Yea, its extremely easy to break things if you don't know what you're
doing here. So its more a question of "are we ok exposing yet another
way root can brick things?"

>> It looks like a few drivers also check something like CAP_NET_ADMIN to
>> avoid allowing write access to all users. Is that enforced somewhere else?
> 
> Only root is allowed to use it. So it is a classic 'You have the
> option to shoot yourself in the foot'.
> 

I don't have an objection to enabling this myself, but I do want to be
cognizant of the way it is viewed in the wider community.

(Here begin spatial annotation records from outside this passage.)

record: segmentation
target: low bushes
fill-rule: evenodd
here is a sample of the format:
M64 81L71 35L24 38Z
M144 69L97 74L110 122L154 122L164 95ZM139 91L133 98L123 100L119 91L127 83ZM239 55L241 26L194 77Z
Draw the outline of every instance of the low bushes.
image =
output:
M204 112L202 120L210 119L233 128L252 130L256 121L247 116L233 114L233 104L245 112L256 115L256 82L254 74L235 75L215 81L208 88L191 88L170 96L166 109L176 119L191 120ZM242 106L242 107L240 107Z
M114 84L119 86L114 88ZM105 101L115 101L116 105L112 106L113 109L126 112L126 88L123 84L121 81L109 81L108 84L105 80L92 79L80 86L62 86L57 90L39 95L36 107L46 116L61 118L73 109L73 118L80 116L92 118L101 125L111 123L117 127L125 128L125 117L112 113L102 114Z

> For the use case being talked about here, there has been a few emails
> one the list about implementing the IEEE 802.3 test modes. But nobody
> has actually got around to doing it. Not that it would help in this
> case, Intel don't use the Linux PHY drivers, which is where i would
> expect to see such code implemented first. Maybe if the "Great Intel
> Ethernet driver refactoring" makes progress, it could swap to using
> the Linux PHY drivers.
> 
>       Andrew

I remember this coming up several times in the past. I've always tried
to push for it, but so far unsuccessfully.
Andrew Lunn June 6, 2024, 6:31 p.m. UTC | #8
> Yea, its extremely easy to break things if you don't know what you're
> doing here. So its more a question of "are we ok exposing yet another
> way root can brick things?"

Many MAC drivers allow it, and we have not had complaints. It is not
really something i'm a fan of, it in theory allows user space drivers
for PHYs, but it is full of race conditions so in practice unlikely to
work reliably.

If you are worried about it causing additional support issues because
it gets abused, you could make it taint the kernel. That makes it
clear all bets are off if used. For the use case presented here, a
tainted kernel does not matter, it for lab testing, not production.

      Andrew
Keller, Jacob E June 6, 2024, 6:39 p.m. UTC | #9
On 6/6/2024 11:31 AM, Andrew Lunn wrote:
>> Yea, its extremely easy to break things if you don't know what you're
>> doing here. So its more a question of "are we ok exposing yet another
>> way root can brick things?"
> 
> Many MAC drivers allow it, and we have not had complaints. It is not
> really something i'm a fan of, it in theory allows user space drivers
> for PHYs, but it is full of race conditions so in practice unlikely to
> work reliably.
> 
> If you are worried about it causing additional support issues because
> it gets abused, you could make it taint the kernel. That makes it
> clear all bets are off if used. For the use case presented here, a
> tainted kernel does not matter, it for lab testing, not production.
> 
>       Andrew
> 

This might be a good compromise. I don't feel too strong either way
regarding tainting the kernel. Adding support here I think will overall
be more helpful than harmful. I like the tainting idea as a way to help
reduce support burden and flag that something like this was done.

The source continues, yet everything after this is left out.